Figure 8 depicts the microstructure of SP700 titanium alloy after hot compression deformation at 840°C. Similar to the behavior at 800°C, the interface of the α lamellae was disrupted and underwent separation during compression at 840°C. However, with the increase in deformation temperature, the α lamellae thickened, and partial dissolution of the α phase was observed. Upon cooling following compression deformation, secondary α phase (αs) precipitated, as shown in Figure 8(b).
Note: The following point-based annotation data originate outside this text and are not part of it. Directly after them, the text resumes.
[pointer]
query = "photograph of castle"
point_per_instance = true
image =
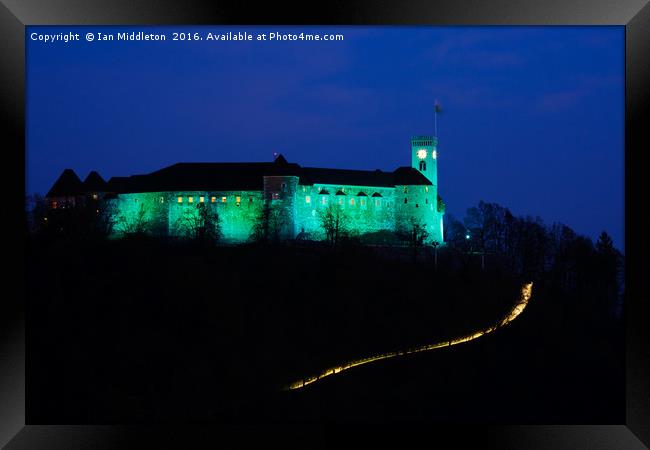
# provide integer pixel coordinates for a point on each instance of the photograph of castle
(168, 202)
(335, 225)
Figure 8 Microstructure of SP700 titanium alloy subjected to 840 ℃/1  s–1/30% hot compression deformation. (a) Low magnification; (b) High magnification

When the deformation temperature was raised to 880°C, the microstructure differed significantly from that observed at 800°C and 840°C. As shown in Figure 9, there was little to no spheroidized α phase present at 880°C. As previously mentioned, the phase transformation temperature for the alloy under study is 910°C, suggesting that deformation-induced phase transformation may occur during hot deformation, altering the phase morphology within the alloy. Figure 9 shows that post-880°C deformation, dynamic recrystallization of β grains dominated, with numerous recrystallized β grains forming a "necklace-like" structure at the grain boundaries. Similar microstructural changes have been observed in the hot deformation of Ti-6242S alloy.
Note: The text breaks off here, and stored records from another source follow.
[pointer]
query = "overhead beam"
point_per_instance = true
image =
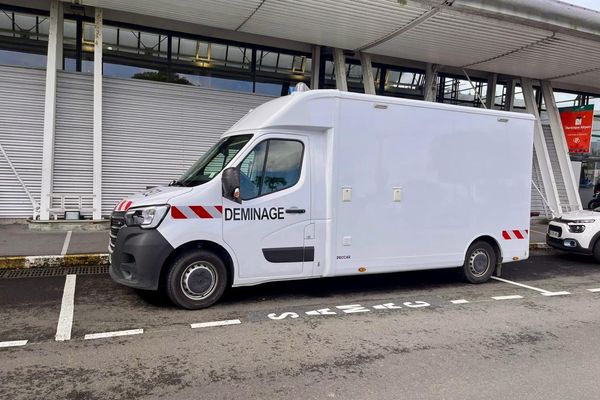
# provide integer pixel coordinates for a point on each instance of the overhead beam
(411, 25)
(339, 65)
(54, 62)
(490, 96)
(562, 149)
(541, 150)
(316, 67)
(367, 70)
(431, 73)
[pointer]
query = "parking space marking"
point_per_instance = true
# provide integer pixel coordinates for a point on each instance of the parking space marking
(511, 297)
(103, 335)
(13, 343)
(550, 294)
(542, 291)
(65, 320)
(66, 243)
(215, 323)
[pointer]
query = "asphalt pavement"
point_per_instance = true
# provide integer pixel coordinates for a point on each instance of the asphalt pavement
(416, 335)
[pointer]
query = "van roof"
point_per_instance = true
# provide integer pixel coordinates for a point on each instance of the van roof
(310, 110)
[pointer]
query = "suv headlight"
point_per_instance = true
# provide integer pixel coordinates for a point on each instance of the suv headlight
(146, 217)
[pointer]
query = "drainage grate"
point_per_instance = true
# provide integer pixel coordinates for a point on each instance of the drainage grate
(46, 272)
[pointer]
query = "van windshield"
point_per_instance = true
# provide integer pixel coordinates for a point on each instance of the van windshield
(213, 161)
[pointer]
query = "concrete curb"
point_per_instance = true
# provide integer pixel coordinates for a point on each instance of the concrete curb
(68, 260)
(71, 260)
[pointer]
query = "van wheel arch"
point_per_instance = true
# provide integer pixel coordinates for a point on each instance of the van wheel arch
(213, 247)
(495, 246)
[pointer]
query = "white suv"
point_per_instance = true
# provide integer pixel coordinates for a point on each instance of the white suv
(576, 232)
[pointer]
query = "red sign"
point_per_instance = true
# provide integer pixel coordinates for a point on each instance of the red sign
(577, 124)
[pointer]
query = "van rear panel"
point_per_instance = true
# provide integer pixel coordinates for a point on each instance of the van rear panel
(414, 185)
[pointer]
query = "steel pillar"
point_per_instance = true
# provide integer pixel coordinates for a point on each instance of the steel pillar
(490, 97)
(339, 65)
(54, 62)
(562, 150)
(97, 157)
(509, 101)
(316, 67)
(429, 90)
(367, 68)
(541, 151)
Fig.9 Microstructure of SP700 titanium alloy deformed at 880 ℃/1 s–1/30%

3、 Conclusions

1.The high-temperature flow behavior of SP700 titanium alloy is closely related to deformation temperature, strain rate, and compression deformation. During compression deformation at high temperatures (840–880°C), the alloy exhibits steady-state flow characteristics. In contrast, at lower temperatures (800°C) with a compression deformation of 50%, the alloy displays dynamic softening characteristics.

2.Under deformation conditions of 800–880°C, strain rates of 1–10 s⁻¹, and compression deformation of 30%–50%, the primary microstructural changes in SP700 titanium alloy during hot compression deformation are the spheroidization of the α lamellae and the recrystallization of the β phase. As the deformation temperature decreases and the strain rate increases, the degree of spheroidization of the α lamellae increases. Additionally, a larger amount of compression deformation promotes the occurrence of dynamic recrystallization in the alloy.

3.After high-temperature compression deformation, continuous orientation differences develop within the α lamellae perpendicular to the compression axis, causing undulations at the interface and forming unstable dihedral angles. Within the α lamellae parallel to the compression axis, discontinuous orientation differences emerge, creating new α/α interfaces. The β phase wedges into the α lamellae at the dihedral angles or the new α/α interfaces, leading to the fracture and separation of the lamellae, which subsequently undergo spheroidization under high-temperature conditions.